Ethyl octanoate, also known as ethyl caprylate, is a fatty acid ester formed from caprylic acid and ethanol. A colorless liquid at room temperature, it has the semi-developed formula of CH3(CH2)6COOCH2CH3, and is used in food industries as a flavoring and in the perfume industry as a scent additive. It is present in many fruits and alcoholic beverages, and has a strong odor of fruit and flowers. It is used in the creation of synthetic fruity scents.

Synthesis 
Ethyl octanoate can be synthesized from caprylic acid and ethanol via a classic Fischer–Speier esterification.
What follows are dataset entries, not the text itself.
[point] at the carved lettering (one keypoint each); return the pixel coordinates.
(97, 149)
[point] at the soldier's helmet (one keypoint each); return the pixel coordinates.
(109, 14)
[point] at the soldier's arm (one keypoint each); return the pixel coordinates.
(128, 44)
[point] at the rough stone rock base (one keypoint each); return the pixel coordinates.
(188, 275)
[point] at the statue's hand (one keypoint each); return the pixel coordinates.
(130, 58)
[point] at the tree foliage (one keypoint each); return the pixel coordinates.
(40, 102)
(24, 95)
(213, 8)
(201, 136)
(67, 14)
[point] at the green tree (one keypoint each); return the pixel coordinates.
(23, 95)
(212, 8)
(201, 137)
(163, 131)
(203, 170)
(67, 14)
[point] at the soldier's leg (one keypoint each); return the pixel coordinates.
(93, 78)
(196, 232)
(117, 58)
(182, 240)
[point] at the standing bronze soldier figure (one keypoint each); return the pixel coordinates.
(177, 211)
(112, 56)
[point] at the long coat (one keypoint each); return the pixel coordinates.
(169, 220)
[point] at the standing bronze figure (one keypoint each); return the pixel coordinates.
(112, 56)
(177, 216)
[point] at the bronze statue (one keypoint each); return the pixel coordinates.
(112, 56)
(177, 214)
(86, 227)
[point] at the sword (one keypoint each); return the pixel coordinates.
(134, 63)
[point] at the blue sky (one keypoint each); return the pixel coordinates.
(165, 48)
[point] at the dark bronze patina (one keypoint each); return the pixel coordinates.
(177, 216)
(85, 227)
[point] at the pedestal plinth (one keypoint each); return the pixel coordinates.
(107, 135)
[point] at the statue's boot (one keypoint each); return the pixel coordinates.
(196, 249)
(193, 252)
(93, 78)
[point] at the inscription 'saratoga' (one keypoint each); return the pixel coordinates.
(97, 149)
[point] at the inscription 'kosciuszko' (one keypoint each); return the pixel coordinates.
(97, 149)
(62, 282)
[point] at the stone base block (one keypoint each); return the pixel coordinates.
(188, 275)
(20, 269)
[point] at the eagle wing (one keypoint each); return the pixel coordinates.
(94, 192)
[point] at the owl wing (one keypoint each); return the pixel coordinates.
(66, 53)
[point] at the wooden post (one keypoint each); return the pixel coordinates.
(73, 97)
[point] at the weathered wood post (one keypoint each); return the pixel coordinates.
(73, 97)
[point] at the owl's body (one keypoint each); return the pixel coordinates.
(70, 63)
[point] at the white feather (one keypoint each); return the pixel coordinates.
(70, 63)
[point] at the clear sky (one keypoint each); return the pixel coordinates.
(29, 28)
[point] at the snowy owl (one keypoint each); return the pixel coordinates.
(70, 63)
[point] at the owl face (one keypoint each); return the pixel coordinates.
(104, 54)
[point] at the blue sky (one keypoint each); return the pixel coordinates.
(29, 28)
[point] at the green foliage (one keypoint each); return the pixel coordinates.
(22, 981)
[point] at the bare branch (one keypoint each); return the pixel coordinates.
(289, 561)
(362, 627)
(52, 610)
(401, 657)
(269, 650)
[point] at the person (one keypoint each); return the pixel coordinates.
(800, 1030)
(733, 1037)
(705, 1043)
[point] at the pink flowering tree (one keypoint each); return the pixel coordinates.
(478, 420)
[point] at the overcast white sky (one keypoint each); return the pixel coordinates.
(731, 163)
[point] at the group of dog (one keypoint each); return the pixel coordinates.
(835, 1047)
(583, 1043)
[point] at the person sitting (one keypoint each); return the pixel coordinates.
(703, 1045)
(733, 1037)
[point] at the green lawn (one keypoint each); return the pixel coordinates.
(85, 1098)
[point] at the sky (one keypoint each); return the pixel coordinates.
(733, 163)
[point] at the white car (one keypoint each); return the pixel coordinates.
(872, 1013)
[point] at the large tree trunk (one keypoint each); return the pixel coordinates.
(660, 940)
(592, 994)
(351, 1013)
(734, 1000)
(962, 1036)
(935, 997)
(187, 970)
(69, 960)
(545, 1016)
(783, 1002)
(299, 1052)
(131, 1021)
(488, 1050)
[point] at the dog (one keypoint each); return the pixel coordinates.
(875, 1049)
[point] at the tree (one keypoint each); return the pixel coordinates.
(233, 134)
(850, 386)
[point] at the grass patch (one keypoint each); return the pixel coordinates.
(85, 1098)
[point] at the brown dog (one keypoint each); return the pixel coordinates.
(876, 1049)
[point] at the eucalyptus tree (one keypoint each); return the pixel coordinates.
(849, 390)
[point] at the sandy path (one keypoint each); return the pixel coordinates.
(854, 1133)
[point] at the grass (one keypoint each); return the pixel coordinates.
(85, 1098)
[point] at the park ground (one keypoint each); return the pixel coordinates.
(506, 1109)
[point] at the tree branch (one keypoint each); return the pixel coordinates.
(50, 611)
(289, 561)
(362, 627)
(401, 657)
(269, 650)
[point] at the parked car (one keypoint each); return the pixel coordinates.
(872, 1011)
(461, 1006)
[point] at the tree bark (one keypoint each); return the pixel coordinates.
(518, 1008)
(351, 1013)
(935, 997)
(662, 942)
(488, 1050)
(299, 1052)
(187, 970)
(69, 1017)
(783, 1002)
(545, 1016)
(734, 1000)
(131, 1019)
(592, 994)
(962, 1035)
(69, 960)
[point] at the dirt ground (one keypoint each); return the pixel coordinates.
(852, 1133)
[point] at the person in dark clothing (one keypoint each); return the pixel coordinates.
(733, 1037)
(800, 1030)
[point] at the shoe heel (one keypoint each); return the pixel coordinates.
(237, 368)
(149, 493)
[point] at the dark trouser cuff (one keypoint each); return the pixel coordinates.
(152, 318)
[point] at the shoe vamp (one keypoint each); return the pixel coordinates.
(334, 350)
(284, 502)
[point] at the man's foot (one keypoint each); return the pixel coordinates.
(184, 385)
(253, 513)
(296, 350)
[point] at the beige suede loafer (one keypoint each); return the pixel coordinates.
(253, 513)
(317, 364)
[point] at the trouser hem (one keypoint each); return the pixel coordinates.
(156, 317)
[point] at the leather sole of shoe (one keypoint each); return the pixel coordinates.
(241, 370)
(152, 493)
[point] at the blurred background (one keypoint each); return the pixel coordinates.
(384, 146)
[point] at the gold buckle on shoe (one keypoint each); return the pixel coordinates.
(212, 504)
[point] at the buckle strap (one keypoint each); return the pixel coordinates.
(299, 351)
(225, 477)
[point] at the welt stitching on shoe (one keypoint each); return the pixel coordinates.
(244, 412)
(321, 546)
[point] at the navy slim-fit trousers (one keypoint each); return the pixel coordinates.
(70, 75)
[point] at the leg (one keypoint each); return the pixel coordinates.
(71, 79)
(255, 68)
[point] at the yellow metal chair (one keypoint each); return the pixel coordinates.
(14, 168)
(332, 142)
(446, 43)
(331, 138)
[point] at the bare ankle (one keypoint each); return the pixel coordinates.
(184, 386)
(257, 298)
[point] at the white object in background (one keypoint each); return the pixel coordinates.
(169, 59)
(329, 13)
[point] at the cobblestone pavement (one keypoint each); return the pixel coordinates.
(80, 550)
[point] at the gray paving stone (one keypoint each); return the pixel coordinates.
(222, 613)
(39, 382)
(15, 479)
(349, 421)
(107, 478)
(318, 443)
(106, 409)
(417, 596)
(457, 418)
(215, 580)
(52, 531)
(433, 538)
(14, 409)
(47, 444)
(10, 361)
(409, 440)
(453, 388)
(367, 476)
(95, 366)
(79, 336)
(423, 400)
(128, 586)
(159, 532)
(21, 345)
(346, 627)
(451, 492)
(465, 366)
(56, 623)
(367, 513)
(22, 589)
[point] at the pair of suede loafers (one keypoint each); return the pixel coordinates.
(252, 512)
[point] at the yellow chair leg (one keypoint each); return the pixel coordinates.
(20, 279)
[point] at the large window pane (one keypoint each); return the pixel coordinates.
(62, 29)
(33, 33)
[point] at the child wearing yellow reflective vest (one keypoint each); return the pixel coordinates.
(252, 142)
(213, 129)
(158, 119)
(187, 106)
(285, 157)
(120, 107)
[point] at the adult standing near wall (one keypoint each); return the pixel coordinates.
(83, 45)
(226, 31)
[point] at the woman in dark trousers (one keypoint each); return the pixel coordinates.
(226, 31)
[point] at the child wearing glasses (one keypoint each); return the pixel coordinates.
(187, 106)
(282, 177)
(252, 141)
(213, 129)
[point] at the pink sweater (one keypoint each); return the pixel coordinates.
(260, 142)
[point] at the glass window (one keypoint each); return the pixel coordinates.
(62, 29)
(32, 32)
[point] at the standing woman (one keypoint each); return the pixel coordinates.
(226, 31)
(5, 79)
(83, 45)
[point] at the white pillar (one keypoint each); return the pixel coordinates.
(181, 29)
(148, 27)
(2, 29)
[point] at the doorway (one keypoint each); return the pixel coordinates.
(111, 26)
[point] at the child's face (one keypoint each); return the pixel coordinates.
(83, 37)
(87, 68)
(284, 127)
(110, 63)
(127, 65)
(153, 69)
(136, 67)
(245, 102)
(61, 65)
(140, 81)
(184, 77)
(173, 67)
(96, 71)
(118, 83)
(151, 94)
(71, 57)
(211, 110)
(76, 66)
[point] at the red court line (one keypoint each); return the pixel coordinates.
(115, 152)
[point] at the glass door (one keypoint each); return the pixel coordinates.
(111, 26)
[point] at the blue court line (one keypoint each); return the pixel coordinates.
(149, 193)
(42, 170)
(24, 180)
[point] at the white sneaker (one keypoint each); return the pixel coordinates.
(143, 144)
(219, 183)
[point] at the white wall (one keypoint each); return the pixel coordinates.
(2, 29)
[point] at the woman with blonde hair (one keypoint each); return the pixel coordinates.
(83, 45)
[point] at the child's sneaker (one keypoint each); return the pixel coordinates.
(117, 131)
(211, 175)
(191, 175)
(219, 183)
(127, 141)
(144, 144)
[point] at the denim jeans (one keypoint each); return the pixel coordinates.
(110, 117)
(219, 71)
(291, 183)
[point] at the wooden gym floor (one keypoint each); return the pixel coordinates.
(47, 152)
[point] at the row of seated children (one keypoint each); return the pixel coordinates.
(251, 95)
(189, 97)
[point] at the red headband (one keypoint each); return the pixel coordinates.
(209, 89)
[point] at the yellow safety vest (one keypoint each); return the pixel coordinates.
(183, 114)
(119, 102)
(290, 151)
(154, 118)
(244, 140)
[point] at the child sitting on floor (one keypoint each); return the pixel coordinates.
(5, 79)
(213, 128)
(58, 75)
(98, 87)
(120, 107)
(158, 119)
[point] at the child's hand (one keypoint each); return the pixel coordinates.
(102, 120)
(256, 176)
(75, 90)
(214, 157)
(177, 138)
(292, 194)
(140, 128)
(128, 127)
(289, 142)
CH3(CH2)6COOH + CH3CH2OH <=> CH3(CH2)6COOCH2CH3 + H2O

Equilibrium can be shifted towards the right side of the equation through removal of water.

Uses 
Ethyl octanoate does not see widespread use due to the greater availability of reasonably similar esters such as ethyl acetate. However, there are certain applications where it fills a niche. Ethyl octanoate has a strong odor of fruit and flowers and a taste of apricot, and as such it can be used as a flavoring or to create scents. It sees some use as a cleaning agent.

Ethyl octanoate also sees incidental use. It is found in some wines, where overall ester concentration and composition is considered important to the flavor and aroma profile.

Safety 
Like many esters, ethyl octanoate is not considered to be toxic. LD50 in rats is 25.96 g/kg. Though it has a low explosive limit of only 0.67 vol%, it is also weakly volatile, with a vapor pressure of only 0.2 mbar at room temperature. Ethyl octanoate is combustible.